I yawned. “Going home to bed,” I said. “When I wake up, I’ll have forgotten every word said in this room this morning — like you two will. Come on, Doc. Hi, you take charge and give it out that Julie’s had a breakdown because of her sister’s death and that Doc and you are taking her away for a long rest.”

Hi couldn’t speak but he shook my hand. I could still feel the pressure when I was helping Doc Rennie into the car.

I said, “Doc—”

He said quickly: “You’re worrying about letting people think O’Moore killed Johanna Welch.”

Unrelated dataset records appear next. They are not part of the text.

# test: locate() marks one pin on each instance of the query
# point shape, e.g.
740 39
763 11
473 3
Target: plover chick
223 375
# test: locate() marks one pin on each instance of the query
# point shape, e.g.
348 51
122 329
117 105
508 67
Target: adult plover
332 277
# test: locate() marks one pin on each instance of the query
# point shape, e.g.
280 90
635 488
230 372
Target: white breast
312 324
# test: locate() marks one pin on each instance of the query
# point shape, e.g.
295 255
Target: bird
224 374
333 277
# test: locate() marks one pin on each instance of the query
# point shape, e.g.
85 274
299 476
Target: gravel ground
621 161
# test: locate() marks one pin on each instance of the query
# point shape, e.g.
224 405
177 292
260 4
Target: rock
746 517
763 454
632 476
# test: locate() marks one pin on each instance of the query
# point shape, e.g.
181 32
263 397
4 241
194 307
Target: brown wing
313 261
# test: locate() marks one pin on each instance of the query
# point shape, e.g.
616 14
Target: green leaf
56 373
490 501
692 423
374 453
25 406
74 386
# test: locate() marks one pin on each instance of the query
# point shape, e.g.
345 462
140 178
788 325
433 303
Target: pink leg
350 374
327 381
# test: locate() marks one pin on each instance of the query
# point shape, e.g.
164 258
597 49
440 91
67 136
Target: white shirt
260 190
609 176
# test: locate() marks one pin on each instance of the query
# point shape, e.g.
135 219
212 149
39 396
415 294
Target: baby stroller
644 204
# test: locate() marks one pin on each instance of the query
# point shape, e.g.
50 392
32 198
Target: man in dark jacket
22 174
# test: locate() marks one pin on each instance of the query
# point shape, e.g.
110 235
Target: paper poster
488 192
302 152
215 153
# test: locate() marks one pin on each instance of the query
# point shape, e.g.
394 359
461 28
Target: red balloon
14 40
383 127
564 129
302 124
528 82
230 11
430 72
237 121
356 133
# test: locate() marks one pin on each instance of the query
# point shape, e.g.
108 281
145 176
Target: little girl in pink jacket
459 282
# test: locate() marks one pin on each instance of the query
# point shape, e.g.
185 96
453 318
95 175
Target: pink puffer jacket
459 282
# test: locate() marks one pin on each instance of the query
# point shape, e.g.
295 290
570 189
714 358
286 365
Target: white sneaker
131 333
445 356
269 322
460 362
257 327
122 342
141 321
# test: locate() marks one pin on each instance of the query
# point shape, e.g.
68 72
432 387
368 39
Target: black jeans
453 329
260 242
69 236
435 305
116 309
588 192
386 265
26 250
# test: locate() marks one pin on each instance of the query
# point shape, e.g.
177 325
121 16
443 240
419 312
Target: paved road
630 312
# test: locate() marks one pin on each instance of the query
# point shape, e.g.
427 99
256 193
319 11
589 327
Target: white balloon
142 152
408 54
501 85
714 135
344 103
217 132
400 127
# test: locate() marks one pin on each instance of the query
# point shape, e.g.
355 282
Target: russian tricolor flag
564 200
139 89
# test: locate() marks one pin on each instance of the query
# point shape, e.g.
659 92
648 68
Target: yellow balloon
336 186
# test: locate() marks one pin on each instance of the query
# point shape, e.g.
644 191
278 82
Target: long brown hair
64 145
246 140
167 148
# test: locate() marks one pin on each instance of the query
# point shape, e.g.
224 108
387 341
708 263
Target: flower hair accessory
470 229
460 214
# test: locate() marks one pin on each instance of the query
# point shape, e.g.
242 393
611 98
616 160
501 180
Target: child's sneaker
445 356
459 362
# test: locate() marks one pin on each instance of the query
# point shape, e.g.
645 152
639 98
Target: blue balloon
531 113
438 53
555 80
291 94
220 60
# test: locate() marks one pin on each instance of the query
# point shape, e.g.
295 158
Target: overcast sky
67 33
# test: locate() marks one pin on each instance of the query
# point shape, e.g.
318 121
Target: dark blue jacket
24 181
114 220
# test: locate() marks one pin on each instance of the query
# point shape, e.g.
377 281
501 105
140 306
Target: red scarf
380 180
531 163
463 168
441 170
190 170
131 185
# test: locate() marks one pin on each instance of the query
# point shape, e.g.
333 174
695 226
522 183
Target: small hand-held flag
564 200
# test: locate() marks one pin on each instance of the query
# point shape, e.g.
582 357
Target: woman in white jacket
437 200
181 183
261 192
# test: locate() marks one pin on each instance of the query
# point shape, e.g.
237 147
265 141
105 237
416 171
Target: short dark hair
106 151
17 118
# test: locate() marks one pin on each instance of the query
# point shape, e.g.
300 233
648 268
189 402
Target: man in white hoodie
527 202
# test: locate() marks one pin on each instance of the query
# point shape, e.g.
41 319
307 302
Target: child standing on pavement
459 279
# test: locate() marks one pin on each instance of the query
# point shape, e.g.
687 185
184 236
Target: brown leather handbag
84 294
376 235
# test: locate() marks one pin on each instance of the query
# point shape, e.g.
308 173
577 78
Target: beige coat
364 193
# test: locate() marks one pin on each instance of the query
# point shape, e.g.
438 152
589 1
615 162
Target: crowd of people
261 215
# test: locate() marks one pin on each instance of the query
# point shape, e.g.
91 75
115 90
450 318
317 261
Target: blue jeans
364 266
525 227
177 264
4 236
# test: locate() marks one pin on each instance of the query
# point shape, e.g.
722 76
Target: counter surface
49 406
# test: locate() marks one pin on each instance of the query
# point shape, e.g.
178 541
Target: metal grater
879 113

“Yep,” I said. “That’s it.”

“Look at it this way,” he said. “By allowing people to believe a lie, you turn O’Moore’s suicide from a life thrown away to no profit into a sacrifice that will purchase happiness for two very decent people. After all, your townspeople believe O’Moore was insane, so they won’t think too harshly of him.”

So I put it out of my mind. Once in a while I think, “Here I’ve helped cover up a murder by letting people lay it at the door of an innocent man.”

But then I see how happy Hi Fillmore and Julie are — she’s cured now and they’ve been married some time — and it reminds me of what Doc Rennie said. And, funny thing, the old conscience doesn’t bother me a bit.